Utility to bear higher cost of imported coal; consumers in for a shock

The power purchase bills of the State are set to go through the roof yet again. The Union Cabinet Committee on Economic Affairs has approved a proposal to permit power generators to pass on the higher cost of imported coal to power buyers.

The approval will have a direct bearing on the State, as the Kerala State Electricity Board is, at present, spending about Rs. 770 crore a month for purchasing power.

The State is understood to have signed power purchase agreements with power stations at Simhadri in Andhra Pradesh, Vallur and Tuticorin in Tamil Nadu and Kudgi in Karnataka, among several. Some of these projects are yet to come up, and they will use imported coal for power generation. The Cabinet Committee’s decision will only benefit major power-sector players, and the consumers will have to bear the brunt.

Though the preliminary estimates had put the increase at 15-17 paise a unit, in all likelihood, the prices are to be decided on a case-to-case basis and hence will only be higher. The cut in allocation from the Central pool, a huge shortfall in generation and the problems in starting new projects have forced the State to bank heavily on power traders.

A proposal in 2009 was to pool the price of imported and domestically mined coal and fix the same rate for all generators, both private and the National Thermal Power Corporation.

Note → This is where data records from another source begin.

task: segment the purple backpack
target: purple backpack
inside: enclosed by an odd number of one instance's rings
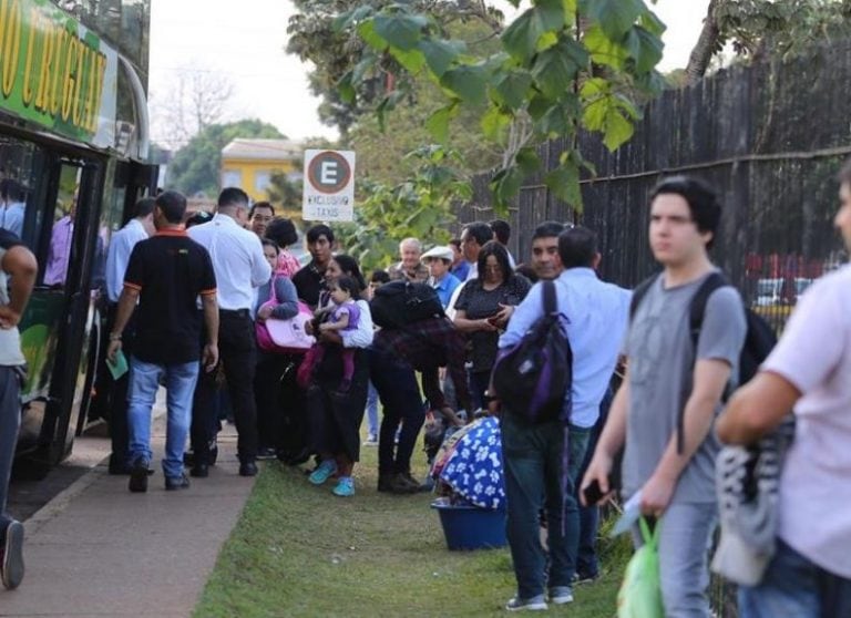
[[[555,284],[544,281],[542,293],[544,315],[516,344],[500,352],[491,374],[502,405],[535,423],[560,418],[573,382],[573,351],[558,319]]]

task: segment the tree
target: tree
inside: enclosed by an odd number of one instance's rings
[[[242,120],[206,126],[181,147],[168,166],[168,186],[187,195],[218,193],[222,148],[237,137],[285,136],[275,126],[258,120]]]
[[[335,226],[340,246],[357,256],[365,270],[385,268],[396,259],[400,238],[449,241],[453,205],[471,196],[457,151],[428,145],[407,156],[416,162],[411,177],[396,185],[361,181],[355,223]]]
[[[348,144],[349,130],[365,112],[369,112],[393,91],[394,76],[401,66],[392,56],[379,64],[362,63],[367,44],[356,32],[335,29],[335,18],[362,6],[388,7],[392,0],[372,0],[368,3],[350,0],[294,0],[297,12],[287,27],[287,52],[314,64],[308,74],[310,91],[321,97],[319,117],[340,131],[342,144]],[[502,16],[482,0],[418,0],[413,6],[435,16],[443,25],[478,20],[499,29]],[[344,99],[338,89],[340,80],[350,71],[359,75],[357,101]],[[407,152],[407,151],[404,151]]]
[[[463,41],[448,38],[440,20],[416,6],[359,6],[341,13],[335,20],[337,31],[357,33],[367,47],[338,81],[340,95],[363,101],[365,76],[390,59],[403,71],[376,105],[379,119],[408,96],[417,75],[439,84],[445,95],[445,104],[427,121],[439,143],[448,141],[451,122],[462,110],[476,110],[479,133],[509,146],[491,183],[500,207],[507,206],[527,176],[541,172],[535,144],[563,137],[565,150],[543,181],[580,207],[581,171],[593,168],[578,152],[578,133],[599,133],[611,150],[632,136],[638,104],[664,85],[655,66],[665,27],[643,0],[532,4],[501,32],[501,50],[491,54],[476,54]]]
[[[711,0],[686,66],[688,83],[706,74],[727,43],[740,58],[783,60],[813,44],[851,35],[851,0]]]

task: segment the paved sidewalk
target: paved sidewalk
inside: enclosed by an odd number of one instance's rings
[[[104,461],[24,522],[27,575],[19,589],[0,588],[0,616],[192,615],[254,480],[238,475],[227,428],[209,477],[166,492],[163,421],[154,424],[146,494],[131,494]]]

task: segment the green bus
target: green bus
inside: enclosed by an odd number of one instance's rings
[[[39,260],[19,327],[28,379],[18,475],[47,474],[86,422],[110,237],[156,188],[150,11],[150,0],[0,3],[0,227]]]

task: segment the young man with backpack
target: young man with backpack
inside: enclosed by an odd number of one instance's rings
[[[604,496],[625,444],[623,494],[640,492],[640,511],[657,519],[665,616],[709,617],[708,547],[717,522],[712,433],[721,398],[735,387],[746,334],[735,288],[709,295],[698,332],[695,296],[717,271],[709,260],[721,215],[715,193],[685,176],[650,194],[649,244],[664,271],[639,286],[625,342],[626,375],[582,482]]]
[[[499,405],[502,411],[507,537],[517,580],[517,594],[505,606],[512,611],[546,609],[547,588],[550,600],[556,605],[573,600],[571,585],[580,536],[574,487],[591,429],[615,368],[629,306],[627,290],[597,279],[595,268],[601,256],[593,231],[574,227],[561,233],[558,256],[564,270],[555,279],[539,282],[530,290],[500,338],[501,360],[493,374],[495,392],[490,393],[496,400],[492,409]],[[554,377],[567,374],[571,379],[568,384],[563,384],[565,388],[554,410],[536,414],[534,398],[530,398],[529,405],[517,401],[512,405],[506,399],[513,384],[512,380],[500,379],[500,363],[552,315],[546,308],[547,289],[555,291],[557,320],[566,334],[566,341],[562,340],[564,353],[551,350],[551,358],[560,357],[562,362],[570,363],[570,367],[550,369]],[[554,338],[551,333],[547,340]],[[514,382],[523,379],[523,371],[521,362]],[[550,550],[546,575],[546,557],[540,540],[541,508],[546,509]]]
[[[851,250],[851,161],[834,225]],[[816,281],[759,373],[718,420],[727,443],[752,445],[790,410],[775,552],[761,581],[739,588],[742,618],[851,616],[851,266]]]

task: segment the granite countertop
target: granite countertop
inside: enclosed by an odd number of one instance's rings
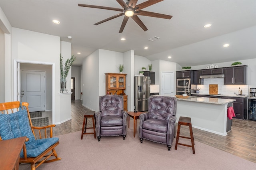
[[[187,99],[177,98],[177,100],[192,101],[195,102],[205,103],[206,103],[215,104],[217,105],[225,105],[236,101],[235,99],[213,98],[211,97],[204,97],[190,96]]]
[[[191,95],[205,95],[207,96],[219,96],[223,97],[241,97],[241,98],[246,98],[248,97],[246,95],[236,95],[234,94],[234,95],[209,95],[209,94],[202,94],[202,93],[191,93]]]

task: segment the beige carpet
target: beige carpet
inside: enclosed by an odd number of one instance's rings
[[[125,140],[121,136],[102,137],[100,142],[94,139],[93,134],[84,135],[81,140],[81,132],[59,136],[60,144],[56,150],[62,159],[43,164],[36,170],[256,168],[255,163],[196,141],[195,154],[192,153],[192,148],[188,147],[178,145],[178,149],[174,150],[175,142],[170,152],[165,144],[145,140],[141,144],[138,134],[134,138],[133,132],[130,125]],[[30,168],[28,164],[20,166],[21,170]]]

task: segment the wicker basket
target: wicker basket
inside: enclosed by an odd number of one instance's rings
[[[189,97],[189,96],[183,96],[182,95],[175,95],[175,96],[177,98],[188,99]]]

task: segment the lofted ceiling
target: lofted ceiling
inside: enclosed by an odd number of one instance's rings
[[[137,4],[145,1],[138,0]],[[81,65],[83,59],[98,49],[134,50],[135,55],[151,61],[166,60],[182,66],[256,58],[256,0],[165,0],[143,10],[172,16],[170,20],[139,16],[148,30],[144,32],[130,19],[122,33],[118,31],[123,17],[94,25],[120,12],[78,4],[121,8],[114,0],[0,0],[12,27],[71,42],[72,54],[76,56],[74,65]],[[54,19],[60,24],[52,23]],[[204,28],[207,24],[212,26]],[[160,38],[148,40],[155,36]],[[126,40],[121,41],[122,38]],[[223,47],[227,43],[230,46]]]

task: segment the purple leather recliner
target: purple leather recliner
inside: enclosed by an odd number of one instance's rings
[[[167,96],[151,96],[148,99],[148,113],[140,115],[139,136],[166,144],[170,150],[176,130],[177,99]]]
[[[95,114],[96,135],[98,141],[101,136],[122,135],[127,134],[128,114],[124,111],[123,96],[106,95],[99,98],[100,111]]]

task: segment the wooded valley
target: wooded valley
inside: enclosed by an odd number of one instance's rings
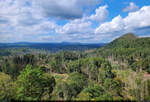
[[[0,100],[150,100],[150,38],[128,33],[100,48],[55,53],[1,48]]]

But that was given up following resistance from the corporation and the State governments.

Union Minister of State for Power Jyotiraditya Scindia has informed the State government that it is impossible to grant an additional share of power from the Central pool, and suggested approaching the Kerala State Electricity Regulatory Commission to find a solution to the financial crisis faced by the Board.

An acute energy crisis in Andhra Pradesh, Karnataka and Tamil Nadu was cited as a reason for turning down Kerala’s request. Between April and February, the State had an overall energy shortage of 4.1 per cent and a peak-time shortage of 8.8 per cent. During the period, the peak-time shortage in Andhra Pradesh, Karnataka and Tamil Nadu was 19.2 per cent, 13.5 per cent and 12.3 per cent, respectively. The Minister has clarified that it is impossible to override the difficulties being faced by other southern States to meet Kerala’s demand.

The State government’s plans to tap renewable energy sources have gone awry following the solar panel scam. The revised solar policy has not been published or notified. New power projects are moving at a snail’s pace.